En el encuentro que, el pasado 27 de octubre, encabezó Benito Baranda, Director Social Nacional del Hogar de Cristo, participaron representantes de más de 20 establecimientos educacionales de la Provincia de Concepción y estudiantes de diversas pedagogía de esa Casa de Estudios.
Tras el saludo del Vice Gran Canciller de la UCSC, Padre Luis Rifo, y de la Directora Regional del HDC, Cecilia Ponce, la Doctora Donatila Ferrada inició el encuentro con la exposición “Formación de profesionales solidarios: una demanda urgente en la Región del Bíobío”.

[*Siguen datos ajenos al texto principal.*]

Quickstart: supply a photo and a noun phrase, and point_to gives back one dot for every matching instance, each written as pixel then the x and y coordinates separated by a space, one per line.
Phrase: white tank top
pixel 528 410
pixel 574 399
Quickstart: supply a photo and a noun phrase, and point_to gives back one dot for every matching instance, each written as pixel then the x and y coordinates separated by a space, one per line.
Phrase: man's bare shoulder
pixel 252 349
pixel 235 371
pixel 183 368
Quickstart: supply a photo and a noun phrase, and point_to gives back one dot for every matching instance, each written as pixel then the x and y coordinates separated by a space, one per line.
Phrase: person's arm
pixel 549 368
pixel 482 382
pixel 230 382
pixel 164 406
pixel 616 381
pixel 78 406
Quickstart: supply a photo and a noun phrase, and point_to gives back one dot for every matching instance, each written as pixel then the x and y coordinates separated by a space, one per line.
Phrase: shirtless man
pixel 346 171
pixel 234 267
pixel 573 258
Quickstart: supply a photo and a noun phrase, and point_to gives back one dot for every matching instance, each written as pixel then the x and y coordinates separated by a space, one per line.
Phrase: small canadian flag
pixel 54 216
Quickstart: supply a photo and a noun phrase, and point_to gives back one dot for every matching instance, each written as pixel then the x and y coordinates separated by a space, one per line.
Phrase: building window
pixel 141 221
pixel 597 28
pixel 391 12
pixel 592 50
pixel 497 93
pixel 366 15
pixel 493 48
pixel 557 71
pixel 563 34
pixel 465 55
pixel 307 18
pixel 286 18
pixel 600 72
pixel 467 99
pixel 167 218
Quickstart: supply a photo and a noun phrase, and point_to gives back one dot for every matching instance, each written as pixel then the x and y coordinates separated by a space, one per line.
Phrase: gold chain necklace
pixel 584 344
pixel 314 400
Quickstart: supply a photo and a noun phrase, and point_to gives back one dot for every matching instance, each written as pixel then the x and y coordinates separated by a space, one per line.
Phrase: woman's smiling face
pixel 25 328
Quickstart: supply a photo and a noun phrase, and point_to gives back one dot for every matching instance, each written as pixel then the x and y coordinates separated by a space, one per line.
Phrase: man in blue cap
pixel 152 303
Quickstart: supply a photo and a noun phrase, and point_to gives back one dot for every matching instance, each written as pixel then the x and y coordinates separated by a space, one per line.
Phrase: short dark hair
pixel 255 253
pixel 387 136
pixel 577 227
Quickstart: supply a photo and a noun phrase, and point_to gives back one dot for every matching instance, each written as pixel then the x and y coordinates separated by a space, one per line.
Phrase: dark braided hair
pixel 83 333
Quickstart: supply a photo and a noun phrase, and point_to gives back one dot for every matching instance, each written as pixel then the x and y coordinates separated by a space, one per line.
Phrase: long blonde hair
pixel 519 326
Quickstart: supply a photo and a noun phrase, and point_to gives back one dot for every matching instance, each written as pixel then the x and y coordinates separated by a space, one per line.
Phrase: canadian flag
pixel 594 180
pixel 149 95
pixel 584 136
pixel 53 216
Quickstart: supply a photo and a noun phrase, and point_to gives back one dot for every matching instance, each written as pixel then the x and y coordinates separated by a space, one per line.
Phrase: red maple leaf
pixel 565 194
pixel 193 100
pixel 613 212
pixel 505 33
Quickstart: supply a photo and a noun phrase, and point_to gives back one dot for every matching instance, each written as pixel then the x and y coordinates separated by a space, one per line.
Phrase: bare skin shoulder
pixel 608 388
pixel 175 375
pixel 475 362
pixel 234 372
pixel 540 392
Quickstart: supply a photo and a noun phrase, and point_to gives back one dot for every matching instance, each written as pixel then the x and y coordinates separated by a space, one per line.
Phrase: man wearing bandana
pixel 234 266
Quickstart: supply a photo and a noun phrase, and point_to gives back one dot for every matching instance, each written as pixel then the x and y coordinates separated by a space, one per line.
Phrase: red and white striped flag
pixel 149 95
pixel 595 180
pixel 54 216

La académica destacó que los efectos y los desafíos que en materia educacional abrieron los eventos naturales ocurridos el pasado 27 de febrero. “Eso ha agudizado las diferencias sociales y ha ingresado a un grupo de población importante a la condición de pobreza. Es decir, estamos hablando de una región donde la pobreza se ha agudizado y ante lo cual la formación de profesionales solidarios hoy es una demanda urgente”, enfatizó.
A su juicio, la formación en solidaridad hoy es una necesidad del contexto regional, es una demanda de los universitarios, también hay una exigencia de literatura científica actualizada al respecto. “Y además se ajusta a los nuevos modelos de aprendizaje de la sociedad del conocimiento, ya que hoy aprendemos más con otros y fuera del aula, hoy se aprende más en contextos de solidaridad”, planteó.

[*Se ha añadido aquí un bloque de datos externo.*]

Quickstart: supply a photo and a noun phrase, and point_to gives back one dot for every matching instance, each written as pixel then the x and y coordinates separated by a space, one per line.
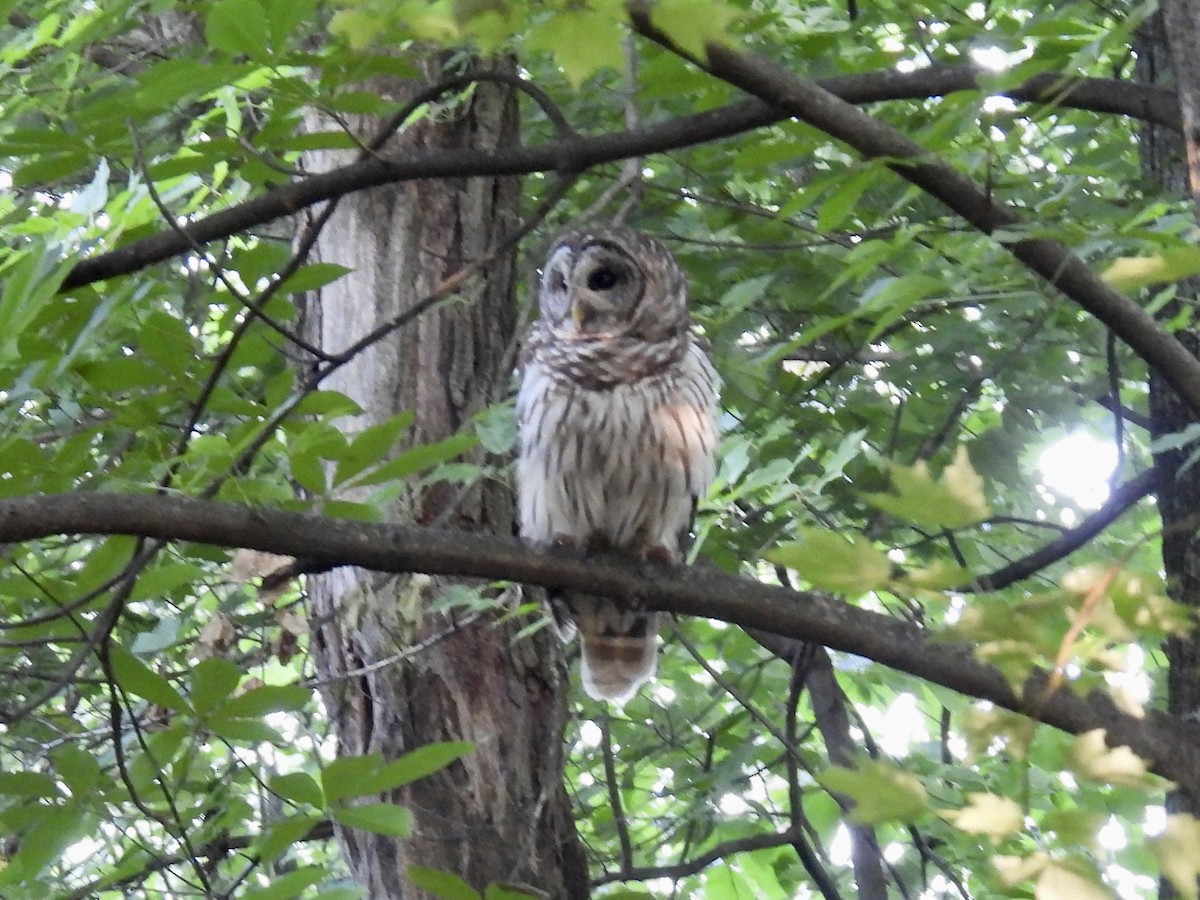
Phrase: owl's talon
pixel 659 556
pixel 565 546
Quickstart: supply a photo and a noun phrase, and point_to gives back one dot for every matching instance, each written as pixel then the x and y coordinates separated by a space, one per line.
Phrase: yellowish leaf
pixel 1015 870
pixel 1060 881
pixel 1092 757
pixel 828 561
pixel 1177 851
pixel 988 814
pixel 1134 273
pixel 881 792
pixel 965 483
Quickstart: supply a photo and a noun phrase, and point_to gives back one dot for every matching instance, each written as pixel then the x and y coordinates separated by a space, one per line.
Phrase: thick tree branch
pixel 1120 501
pixel 721 851
pixel 579 153
pixel 1170 744
pixel 811 103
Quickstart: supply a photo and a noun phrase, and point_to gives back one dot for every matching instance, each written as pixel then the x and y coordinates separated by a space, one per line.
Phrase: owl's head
pixel 613 282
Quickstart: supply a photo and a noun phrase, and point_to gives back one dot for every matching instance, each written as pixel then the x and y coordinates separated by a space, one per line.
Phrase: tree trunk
pixel 502 814
pixel 1165 60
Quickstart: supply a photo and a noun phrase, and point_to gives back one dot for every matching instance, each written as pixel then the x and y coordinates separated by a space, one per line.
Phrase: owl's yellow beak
pixel 580 313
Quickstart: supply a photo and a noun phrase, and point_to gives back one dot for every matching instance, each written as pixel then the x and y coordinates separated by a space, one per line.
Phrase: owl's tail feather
pixel 619 647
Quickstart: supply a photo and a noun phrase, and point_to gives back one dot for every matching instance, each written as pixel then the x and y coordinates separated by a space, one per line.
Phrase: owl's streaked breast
pixel 619 463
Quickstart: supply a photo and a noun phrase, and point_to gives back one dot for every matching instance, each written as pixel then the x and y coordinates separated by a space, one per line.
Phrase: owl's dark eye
pixel 601 279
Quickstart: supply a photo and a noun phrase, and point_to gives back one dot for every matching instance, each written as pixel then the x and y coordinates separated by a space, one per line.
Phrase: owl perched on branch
pixel 617 417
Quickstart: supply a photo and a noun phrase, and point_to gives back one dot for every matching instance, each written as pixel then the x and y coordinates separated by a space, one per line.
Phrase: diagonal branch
pixel 1170 743
pixel 811 103
pixel 574 154
pixel 1062 546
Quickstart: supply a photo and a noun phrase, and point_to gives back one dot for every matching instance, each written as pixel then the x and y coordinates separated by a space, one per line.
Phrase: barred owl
pixel 617 415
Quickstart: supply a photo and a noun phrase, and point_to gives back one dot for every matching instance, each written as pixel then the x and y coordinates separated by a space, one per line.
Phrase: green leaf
pixel 988 814
pixel 496 891
pixel 845 196
pixel 442 885
pixel 833 563
pixel 263 700
pixel 238 28
pixel 419 459
pixel 954 502
pixel 281 835
pixel 881 792
pixel 78 769
pixel 133 676
pixel 245 731
pixel 30 785
pixel 371 444
pixel 299 787
pixel 1177 851
pixel 342 777
pixel 315 275
pixel 693 24
pixel 582 42
pixel 288 886
pixel 213 682
pixel 414 765
pixel 379 817
pixel 1131 274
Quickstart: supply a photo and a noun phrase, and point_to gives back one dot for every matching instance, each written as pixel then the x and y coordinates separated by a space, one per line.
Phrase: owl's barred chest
pixel 619 465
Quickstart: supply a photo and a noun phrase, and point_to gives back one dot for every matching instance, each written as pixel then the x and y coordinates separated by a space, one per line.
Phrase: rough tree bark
pixel 502 814
pixel 1167 47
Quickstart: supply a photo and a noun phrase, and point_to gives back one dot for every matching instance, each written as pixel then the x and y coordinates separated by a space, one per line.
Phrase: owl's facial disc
pixel 604 289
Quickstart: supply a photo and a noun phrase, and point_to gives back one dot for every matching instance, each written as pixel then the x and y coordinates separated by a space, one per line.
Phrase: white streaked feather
pixel 624 466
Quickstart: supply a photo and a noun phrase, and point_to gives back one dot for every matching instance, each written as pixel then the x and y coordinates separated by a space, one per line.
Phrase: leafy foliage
pixel 161 732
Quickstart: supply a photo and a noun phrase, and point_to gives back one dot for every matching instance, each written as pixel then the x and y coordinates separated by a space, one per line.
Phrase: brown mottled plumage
pixel 617 418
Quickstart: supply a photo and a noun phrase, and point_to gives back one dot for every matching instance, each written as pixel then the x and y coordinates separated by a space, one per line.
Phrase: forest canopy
pixel 935 636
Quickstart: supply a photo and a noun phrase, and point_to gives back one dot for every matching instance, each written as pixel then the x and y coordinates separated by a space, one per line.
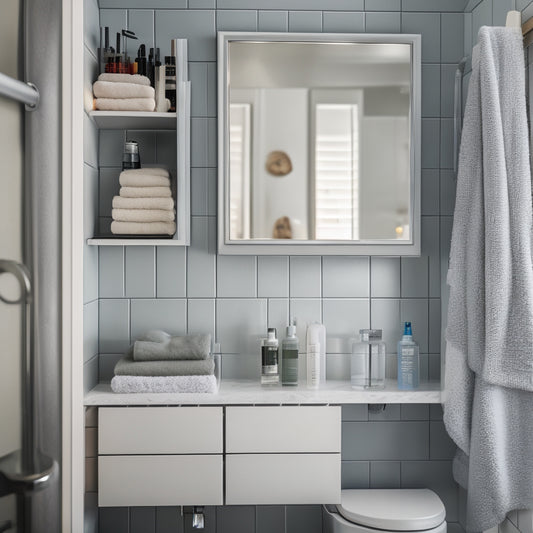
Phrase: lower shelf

Luego, Benito Baranda expuso “El actual contexto educacional como plataforma para una educación en la solidaridad”. A su juicio, los grandes desafíos de la pedagogía solidaria, para colaborar en la superación de la pobreza y exclusión social en Chile, son vivir en comunidad mediante la integración social, aprender a relacionarse y crear vínculos con otros; acrecentar la libertad a través de la educación de calidad desde la cuna con estimulación temprana; fomentar la participación y el compromiso social, y permitir el progreso humano, aumentando el ingreso autónomo familiar (justicia) y generando movilidad social (promoción social).
Más tarde, el Colegio San Ignacio, el Liceo Pencopolitano de Penco, el Colegio Marina de Chile y un equipo de estudiantes de pedagogía que trabaja en las aldeas de Tomé presentaron sus diversas experiencias de solidaridad.